A pause. Words stuck in her throat. ‘Be careful,’ she managed.

His voice
had
spurred her on. Time had somehow passed and she was running between trees with snow underfoot. The forest had thickened, encasing and hiding her and the ground, and begun to steepen. It meant she was climbing. A tight stitch banged in her left side but the energy in her legs had returned and her ankle had stopped complaining.

Five minutes later, as she reached a plateau, she allowed herself a single look back down the hillside. She could see lights, equally spaced. Men with night vision working their way in formation up the hillside. They were moving away from her, though. She was going to make it.

She turned and fell, her heart suddenly pounding in her ears. Her stitch was worse now and it felt as if her body was expanding. She pulled her hand away from her side. It was warm and sticky. She blinked in the gloom, not wanting to see but not being able to help herself. Her hand was stained dark, covered in her blood.

She’d been shot.

Chapter 53

Jen was on her knees, gasping for breath. The sight of her own blood had told her body that it was time to go into shock, that it was okay to stop pretending. She could feel death closing in on her again, but this time it meant to finish the job. Exhaustion returned with a wave of pain that threatened to knock her unconscious. The radio she had plucked from the wretched, crawling guard sparked to life.

‘Logan?’ She recognised the voice. Zitagi sounded calm, controlled. ‘Listen to me very carefully.’

Jen snarled at the radio, grabbing it, fully expecting to throw it away but cradling it instead, eyes closed, panting.

‘Logan. If you run, you’re going to die. There’s nowhere to go.’

Jen howled, lifted herself up and continued walking, the radio dangling at her side. She thought about that bitch, miles away, somewhere safe, controlling this whole situation.

Zitagi’s voice drifted up. ‘You don’t understand what’s
really
going on. This is bigger that you realise, bigger than you and I.’ There was the slightest hint of something genuine in those words; it was a quality Jen didn’t associate with this woman.

Jen coughed, wiping her lips, ignoring the dark smears glistening on the back of her hand. ‘I’ve got evidence.’ Jen hissed, ‘I’m going to blow this whole thing open and take you down with it.’

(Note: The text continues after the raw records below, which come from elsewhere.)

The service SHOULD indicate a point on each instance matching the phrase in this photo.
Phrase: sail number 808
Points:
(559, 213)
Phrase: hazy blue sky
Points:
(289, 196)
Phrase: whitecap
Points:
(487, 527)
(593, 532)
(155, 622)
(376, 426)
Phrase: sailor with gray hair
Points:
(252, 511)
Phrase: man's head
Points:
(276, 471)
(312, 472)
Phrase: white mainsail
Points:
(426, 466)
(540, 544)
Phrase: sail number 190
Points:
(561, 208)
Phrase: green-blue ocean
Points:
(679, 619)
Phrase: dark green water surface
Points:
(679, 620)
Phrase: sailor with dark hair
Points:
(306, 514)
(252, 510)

‘Some secrets are better left buried,’ Zitagi responded. ‘You don’t know what you’re doing.’ There it was again. Jen could hear something different in Zitagi’s voice. It wasn’t fear. It was something else. ‘Your father was a good man, Jen, he didn’t do anything wrong.’

Jen had been dragging herself along and making a decent pace, the lights of men behind her still drifting away from her position. She stopped now and shook her head, sighing into the icy air. Zitagi was playing her, trying to get a radio lock. Jen was at her weakest, desperately reading into her words, wanting them to mean something, for all this mess to make sense.

Fuck this.

Jen threw the radio to the ground and lifted her leg, but before her boot landed, smashing it into pieces, Zitagi spoke again. Five simple words that echoed in Jen’s mind in the silence that followed.

‘We can’t save them all,’ Zitagi had pleaded, almost shouted it.

We can’t save them all.

Chapter 54

The dam was also a bridge crossing the Volga, huge arcs of water pluming from its row of locks below. Nathan, hidden in its shadow, saw Jen stumble out from a line of trees and out onto the riverbank. He ran to her and she collapsed in his arms.